🚨 This limitation only applies to Flink 1.15, and only for local development on Apple Silicon macOS machines. If you are using Flink 1.18 or later, you can install PyFlink libraries on your macOS machine as any other Python library. See the Getting Started for more details.
There are known issues with installing PyFlink dependencies on Mac using Apple Silicon chips (see FLINK-26981). These issues, resolved in Flink 1.16.x, make it difficult to develop PyFlink 1.15.x applications on new Mac machines, using IDE like PyCharm or Visual Studio Code.
Use a Docker image built for Intel architecture (amd64
) with all required Python dependencies.
Enable Rosetta emulation in Docker, to run on Apple Silicon Mac images for Intel architecture.
Leverage the ability of advanced IDE to run the Python interpreter inside a Docker container.
- An IDE supporting the execution of Python interpreter inside a Docker container:
- PyCharm Professional (Community Edition does not support this, directly)
- Visual Studio Code
- Docker running on the Mac machine; the instructions will refer to Docker Desktop
- Install IDE plugins to integrate with Docker and AWS
-
Enable Rosetta emulation
In Docker Desktop: Settings > Feature in development > Beta features > Use Rosetta for x86/amd64 emulation on Apple Silicon: enable
-
Enable Docker socket, required for IDE integration
In Docker Desktop: Settings > Advanced > Allow the default docker socket to be used : enable
The provided Dockerfile is based on what recommended in Flink 1.15 documentation.
We install Python 3.8, boto3, that is often required if you connect to AWS API directly, and AWS CLI for troubleshooting.
FROM flink:1.15.4
ARG PYTHON_VERSION=3.8.9
RUN apt-get update -y && \
apt-get install -y build-essential libssl-dev zlib1g-dev libbz2-dev libffi-dev && \
wget https://www.python.org/ftp/python/${PYTHON_VERSION}/Python-${PYTHON_VERSION}.tgz && \
tar -xvf Python-${PYTHON_VERSION}.tgz && \
cd Python-${PYTHON_VERSION} && \
./configure --without-tests --enable-shared && \
make -j6 && \
make install && \
ldconfig /usr/local/lib && \
cd .. && rm -f Python-${PYTHON_VERSION}.tgz && rm -rf Python-${PYTHON_VERSION} && \
ln -s /usr/local/bin/python3 /usr/local/bin/python && \
apt-get clean && \
rm -rf /var/lib/apt/lists/*
RUN pip3 install apache-flink==1.15.4 boto3 awscli
The docker image must be built for the linux/amd64
platform not to face the Python dependency issues.
There are two options:
- a) Build the image manually and instruct the IDE to use the specific image.
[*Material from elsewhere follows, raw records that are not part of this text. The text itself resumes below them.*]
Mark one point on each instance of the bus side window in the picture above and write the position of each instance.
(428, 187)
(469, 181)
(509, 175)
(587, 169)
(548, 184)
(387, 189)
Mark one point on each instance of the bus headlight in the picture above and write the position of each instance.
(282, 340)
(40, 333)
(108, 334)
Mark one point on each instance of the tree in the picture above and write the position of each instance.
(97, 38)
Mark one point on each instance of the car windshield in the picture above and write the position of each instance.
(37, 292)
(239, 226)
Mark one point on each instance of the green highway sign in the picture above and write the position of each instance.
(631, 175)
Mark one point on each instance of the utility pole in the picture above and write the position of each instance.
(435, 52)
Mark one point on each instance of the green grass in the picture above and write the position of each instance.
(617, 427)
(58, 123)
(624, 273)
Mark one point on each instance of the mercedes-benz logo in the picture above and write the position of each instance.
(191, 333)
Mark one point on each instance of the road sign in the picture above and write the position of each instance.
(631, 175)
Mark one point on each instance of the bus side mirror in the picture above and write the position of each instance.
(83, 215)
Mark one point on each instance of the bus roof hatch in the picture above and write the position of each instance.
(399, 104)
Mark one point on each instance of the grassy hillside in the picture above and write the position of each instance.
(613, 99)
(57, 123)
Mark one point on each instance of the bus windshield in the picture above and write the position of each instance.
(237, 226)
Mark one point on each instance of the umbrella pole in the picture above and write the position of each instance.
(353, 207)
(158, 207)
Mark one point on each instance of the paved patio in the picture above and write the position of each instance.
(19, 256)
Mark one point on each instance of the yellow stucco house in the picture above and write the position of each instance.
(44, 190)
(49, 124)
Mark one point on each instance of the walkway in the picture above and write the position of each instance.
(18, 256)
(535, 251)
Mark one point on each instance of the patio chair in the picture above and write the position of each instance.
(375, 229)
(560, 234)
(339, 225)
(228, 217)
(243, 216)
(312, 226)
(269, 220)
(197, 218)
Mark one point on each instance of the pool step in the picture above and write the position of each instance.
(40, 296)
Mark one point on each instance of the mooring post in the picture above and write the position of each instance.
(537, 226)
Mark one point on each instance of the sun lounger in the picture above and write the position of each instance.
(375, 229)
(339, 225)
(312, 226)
In this case the image can be pulled from an Image Repository.
- b) Provide the Dockerfile to the IDE and instruct the IDE to build the image for
linux/amd64
.
For option (b) you need to copy the Dockerfile
in your project folder and skip the next step.
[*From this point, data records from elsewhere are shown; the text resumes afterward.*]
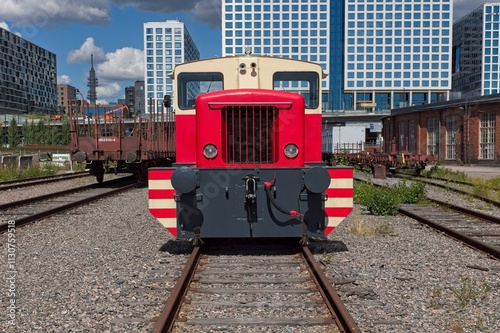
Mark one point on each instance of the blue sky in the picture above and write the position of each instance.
(112, 30)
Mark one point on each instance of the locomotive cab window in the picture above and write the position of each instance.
(190, 85)
(304, 83)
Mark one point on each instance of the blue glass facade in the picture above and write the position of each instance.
(335, 95)
(297, 29)
(399, 46)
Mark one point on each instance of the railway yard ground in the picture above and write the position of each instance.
(106, 267)
(476, 170)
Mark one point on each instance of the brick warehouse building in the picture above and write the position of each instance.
(457, 132)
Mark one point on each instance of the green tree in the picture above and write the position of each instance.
(13, 137)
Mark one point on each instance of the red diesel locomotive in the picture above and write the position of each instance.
(248, 154)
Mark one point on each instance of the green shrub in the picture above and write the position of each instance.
(412, 194)
(29, 172)
(383, 200)
(378, 201)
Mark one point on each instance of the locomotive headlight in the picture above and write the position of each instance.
(210, 151)
(291, 150)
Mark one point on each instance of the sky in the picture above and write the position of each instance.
(112, 30)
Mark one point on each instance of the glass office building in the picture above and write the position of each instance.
(297, 29)
(396, 53)
(28, 76)
(476, 38)
(166, 44)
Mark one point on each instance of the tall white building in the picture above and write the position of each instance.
(297, 29)
(166, 44)
(397, 53)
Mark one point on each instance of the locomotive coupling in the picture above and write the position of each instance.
(250, 189)
(316, 179)
(184, 180)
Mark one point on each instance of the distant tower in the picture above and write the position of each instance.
(92, 94)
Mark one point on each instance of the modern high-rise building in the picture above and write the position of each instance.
(396, 53)
(139, 97)
(476, 39)
(166, 44)
(67, 99)
(286, 28)
(28, 76)
(379, 55)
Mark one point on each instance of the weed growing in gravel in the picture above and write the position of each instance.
(436, 298)
(410, 194)
(456, 328)
(371, 228)
(437, 171)
(326, 258)
(385, 201)
(469, 290)
(14, 173)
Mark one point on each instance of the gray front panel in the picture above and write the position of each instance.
(223, 207)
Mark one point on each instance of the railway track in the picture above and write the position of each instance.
(486, 194)
(29, 210)
(476, 229)
(268, 285)
(20, 183)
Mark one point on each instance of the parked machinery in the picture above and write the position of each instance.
(379, 163)
(248, 164)
(109, 141)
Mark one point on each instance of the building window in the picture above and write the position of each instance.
(487, 128)
(451, 137)
(401, 136)
(432, 136)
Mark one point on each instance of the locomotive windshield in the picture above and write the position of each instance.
(304, 83)
(190, 85)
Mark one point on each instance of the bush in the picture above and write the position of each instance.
(412, 194)
(384, 201)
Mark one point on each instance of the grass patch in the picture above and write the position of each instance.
(437, 171)
(469, 291)
(385, 201)
(30, 172)
(371, 228)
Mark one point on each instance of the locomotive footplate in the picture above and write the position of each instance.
(214, 203)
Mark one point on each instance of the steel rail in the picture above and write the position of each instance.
(28, 219)
(166, 320)
(19, 183)
(10, 205)
(495, 252)
(343, 318)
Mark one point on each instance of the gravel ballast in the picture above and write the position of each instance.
(106, 268)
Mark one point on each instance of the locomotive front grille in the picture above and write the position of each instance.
(249, 134)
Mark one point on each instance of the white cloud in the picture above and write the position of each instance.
(126, 64)
(35, 14)
(63, 79)
(83, 54)
(4, 25)
(109, 90)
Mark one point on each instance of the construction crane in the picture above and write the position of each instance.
(109, 114)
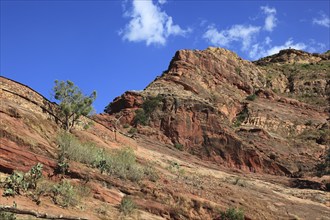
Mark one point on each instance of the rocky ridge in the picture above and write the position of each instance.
(215, 133)
(227, 110)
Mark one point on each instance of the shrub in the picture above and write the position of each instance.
(132, 131)
(64, 194)
(121, 163)
(323, 168)
(127, 206)
(72, 103)
(18, 181)
(251, 97)
(178, 146)
(71, 148)
(8, 215)
(151, 173)
(232, 214)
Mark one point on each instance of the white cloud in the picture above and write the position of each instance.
(263, 49)
(270, 21)
(323, 20)
(148, 23)
(238, 33)
(288, 44)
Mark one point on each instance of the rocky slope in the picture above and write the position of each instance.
(226, 109)
(215, 133)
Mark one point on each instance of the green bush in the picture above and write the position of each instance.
(8, 215)
(232, 214)
(132, 131)
(121, 163)
(178, 146)
(151, 173)
(127, 206)
(64, 194)
(323, 168)
(71, 148)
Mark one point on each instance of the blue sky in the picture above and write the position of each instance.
(114, 46)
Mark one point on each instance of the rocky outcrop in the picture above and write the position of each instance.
(209, 96)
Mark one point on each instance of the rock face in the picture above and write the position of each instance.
(222, 108)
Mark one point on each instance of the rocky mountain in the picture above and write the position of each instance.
(237, 113)
(214, 134)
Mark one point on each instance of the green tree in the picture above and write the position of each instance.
(72, 103)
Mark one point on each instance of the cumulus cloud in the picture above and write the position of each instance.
(270, 20)
(323, 20)
(149, 24)
(264, 48)
(238, 33)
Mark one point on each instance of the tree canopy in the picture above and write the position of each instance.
(72, 103)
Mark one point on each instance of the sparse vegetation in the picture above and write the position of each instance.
(72, 103)
(121, 163)
(238, 70)
(232, 214)
(19, 181)
(64, 194)
(132, 130)
(251, 97)
(127, 206)
(241, 117)
(323, 168)
(178, 146)
(8, 215)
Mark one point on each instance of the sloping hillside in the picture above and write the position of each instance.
(211, 136)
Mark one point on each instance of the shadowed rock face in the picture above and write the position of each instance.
(223, 109)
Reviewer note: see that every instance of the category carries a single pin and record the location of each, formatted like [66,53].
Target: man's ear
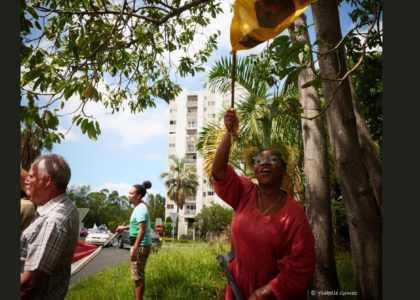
[48,181]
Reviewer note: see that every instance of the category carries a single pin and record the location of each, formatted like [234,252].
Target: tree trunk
[373,163]
[317,191]
[362,213]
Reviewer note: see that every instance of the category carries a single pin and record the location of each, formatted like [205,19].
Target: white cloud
[121,188]
[70,135]
[131,130]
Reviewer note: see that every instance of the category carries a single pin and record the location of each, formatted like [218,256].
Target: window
[192,124]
This step is required for option (a), to build the docker image.
From the directory containing the Dockerfile, run the following command:
docker build --platform linux/amd64 --tag pyflink-115:latest .
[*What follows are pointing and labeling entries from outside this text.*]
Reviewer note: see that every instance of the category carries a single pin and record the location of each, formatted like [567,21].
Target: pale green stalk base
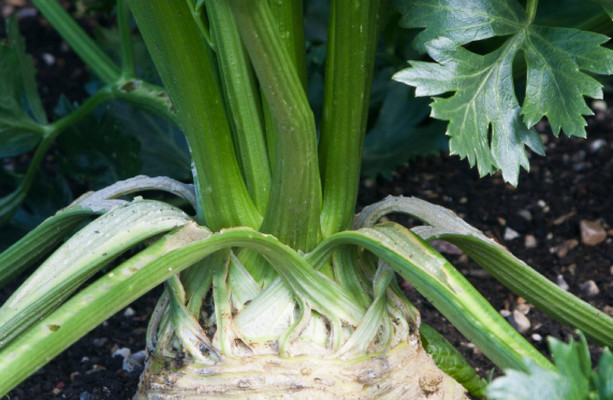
[404,372]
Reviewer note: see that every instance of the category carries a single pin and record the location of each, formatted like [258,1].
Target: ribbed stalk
[243,101]
[183,61]
[295,198]
[350,57]
[289,18]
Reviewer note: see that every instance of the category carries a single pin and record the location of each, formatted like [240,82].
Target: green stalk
[127,52]
[80,42]
[184,63]
[289,19]
[243,100]
[350,57]
[295,198]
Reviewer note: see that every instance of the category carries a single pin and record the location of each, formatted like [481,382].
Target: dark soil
[573,183]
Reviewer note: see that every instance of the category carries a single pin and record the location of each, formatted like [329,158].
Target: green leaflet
[460,20]
[450,360]
[484,97]
[574,379]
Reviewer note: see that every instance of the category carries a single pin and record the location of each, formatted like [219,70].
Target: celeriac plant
[273,287]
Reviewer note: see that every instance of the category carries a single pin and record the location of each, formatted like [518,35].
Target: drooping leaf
[487,124]
[603,378]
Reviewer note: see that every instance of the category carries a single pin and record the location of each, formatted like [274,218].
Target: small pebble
[524,308]
[562,283]
[510,234]
[590,288]
[592,233]
[566,246]
[99,342]
[536,337]
[530,242]
[129,312]
[525,214]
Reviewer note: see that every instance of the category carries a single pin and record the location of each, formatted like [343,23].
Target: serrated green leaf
[483,97]
[538,383]
[570,382]
[398,135]
[555,86]
[459,20]
[451,361]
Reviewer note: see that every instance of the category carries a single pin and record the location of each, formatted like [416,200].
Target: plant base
[403,373]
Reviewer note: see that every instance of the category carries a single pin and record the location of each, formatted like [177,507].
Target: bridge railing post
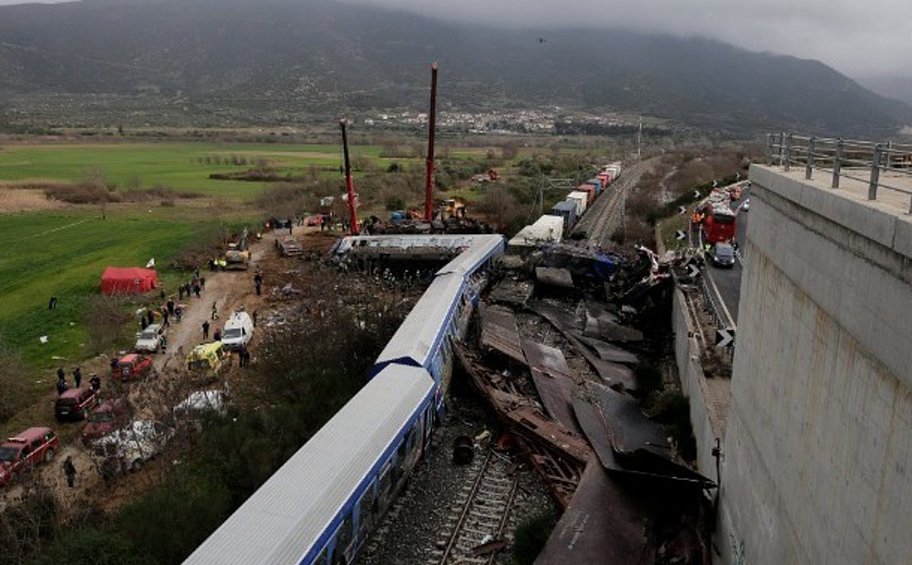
[837,162]
[781,149]
[788,152]
[809,166]
[875,171]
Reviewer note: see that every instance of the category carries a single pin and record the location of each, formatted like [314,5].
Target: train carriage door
[343,542]
[368,510]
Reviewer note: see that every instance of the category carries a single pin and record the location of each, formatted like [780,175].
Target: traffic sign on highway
[725,338]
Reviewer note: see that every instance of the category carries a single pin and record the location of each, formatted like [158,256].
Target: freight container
[582,199]
[567,211]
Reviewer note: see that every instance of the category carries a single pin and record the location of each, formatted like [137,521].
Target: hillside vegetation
[217,61]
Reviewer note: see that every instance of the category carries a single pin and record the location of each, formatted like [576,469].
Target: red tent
[128,280]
This can take a few minutes and will create an image, named pyflink-115 (you can choose a different name).
-
Create Docker execution environment
Settings > Build, Execution, Deployment > Docker
-
Set the interpreter for the project
Project Settings > Python Interpreter : Add Interpreter : On Docker
- Select: Existing Docker environment
- Image - depending on the option you chose, above
- a) Pull or use existing
- b) Build
- Dockerfile: select the dockerfile you previously copied in the project folder
- Image tag:
pyflink-115:latest
(you can choose a different tag) - Build options:
--platform linux/amd64
- Uncheck Rebuild image automatically every time before running code (the image takes a few minutes to build and there is no reason of rebuilding on every run, unless you modify the Dockerfile)
- Next (Pull Docker Image or Build Image)
- Next (Project directory and language runtime configuration)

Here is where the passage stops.